‘Virgin’ - New York Times
FIRST CHAPTER — VIRGIN
By HANNE BLANKPublished: March 25, 2007
By any material reckoning, virginity does not exist. It can’t be weighed on a scale, sniffed out like a truffle or a smuggled bundle of cocaine, retrieved from the lost-and-found, or photographed for posterity. Like justice or mercy, we can only determine that it exists at all because of the presence of its effects-or its side effects. Unlike many of our habits and practices, virginity reflects no known biological imperative and grants no demonstrable evolutionary advantage, nor has being able to recognize it in others been shown to increase anyone’s chances of reproduction or survival. Perhaps this is why even our nearest animal relatives, whose sexual behavior and social structures are often startlingly similar to our own in other respects, show no signs at all of knowing what virginity is.
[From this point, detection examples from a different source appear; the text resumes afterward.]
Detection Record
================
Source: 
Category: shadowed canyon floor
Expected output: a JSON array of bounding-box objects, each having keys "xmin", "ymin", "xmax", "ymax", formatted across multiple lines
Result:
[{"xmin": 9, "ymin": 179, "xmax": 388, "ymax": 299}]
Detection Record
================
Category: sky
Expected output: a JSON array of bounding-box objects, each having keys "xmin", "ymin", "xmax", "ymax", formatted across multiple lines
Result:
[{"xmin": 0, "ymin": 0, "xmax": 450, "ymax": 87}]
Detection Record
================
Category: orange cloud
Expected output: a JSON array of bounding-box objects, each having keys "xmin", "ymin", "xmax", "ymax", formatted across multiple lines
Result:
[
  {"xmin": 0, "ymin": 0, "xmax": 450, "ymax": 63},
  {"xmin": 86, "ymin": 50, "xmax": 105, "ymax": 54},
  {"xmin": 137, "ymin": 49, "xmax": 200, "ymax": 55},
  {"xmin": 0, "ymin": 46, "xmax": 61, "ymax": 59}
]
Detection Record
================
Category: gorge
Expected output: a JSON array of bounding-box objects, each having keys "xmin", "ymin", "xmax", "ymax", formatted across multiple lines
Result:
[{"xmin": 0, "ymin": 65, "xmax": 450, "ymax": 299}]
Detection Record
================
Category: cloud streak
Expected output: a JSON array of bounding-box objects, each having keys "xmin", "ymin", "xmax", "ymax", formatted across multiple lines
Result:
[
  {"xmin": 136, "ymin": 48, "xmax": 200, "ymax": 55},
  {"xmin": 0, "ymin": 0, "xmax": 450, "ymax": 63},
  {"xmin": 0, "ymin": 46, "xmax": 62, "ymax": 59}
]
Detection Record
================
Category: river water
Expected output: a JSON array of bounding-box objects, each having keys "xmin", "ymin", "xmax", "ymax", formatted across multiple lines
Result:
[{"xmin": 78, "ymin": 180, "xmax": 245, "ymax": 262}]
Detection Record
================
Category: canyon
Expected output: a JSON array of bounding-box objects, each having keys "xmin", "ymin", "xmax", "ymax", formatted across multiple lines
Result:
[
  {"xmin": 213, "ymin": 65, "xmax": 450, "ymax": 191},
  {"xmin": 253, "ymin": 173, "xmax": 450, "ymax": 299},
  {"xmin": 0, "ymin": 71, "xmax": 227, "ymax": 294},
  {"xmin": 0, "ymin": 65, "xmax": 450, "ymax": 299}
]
Virginity is as distinctively human a notion as philanthropy. We invented it. We developed it. We disseminated the idea throughout our cultures, religions, legal systems, bodies of art, and works of scientific knowledge. We have fixed it as an integral part of how we experience our own bodies and selves. And we have done all this without actually being able to define it consistently, identify it accurately, or explain how or why it works.How do we define virginity? How have we defined it in the past? How do we tell who is and isn’t a virgin? How do we know what virginity is and does and means? These questions, so basic to a book like this one, tempt even the most thoughtful of us in the direction of snap judgments and pat answers. We live in a culture that does not appreciate ambiguity when it comes to either sexuality or morality, after all, and virginity is inextricably twined with both.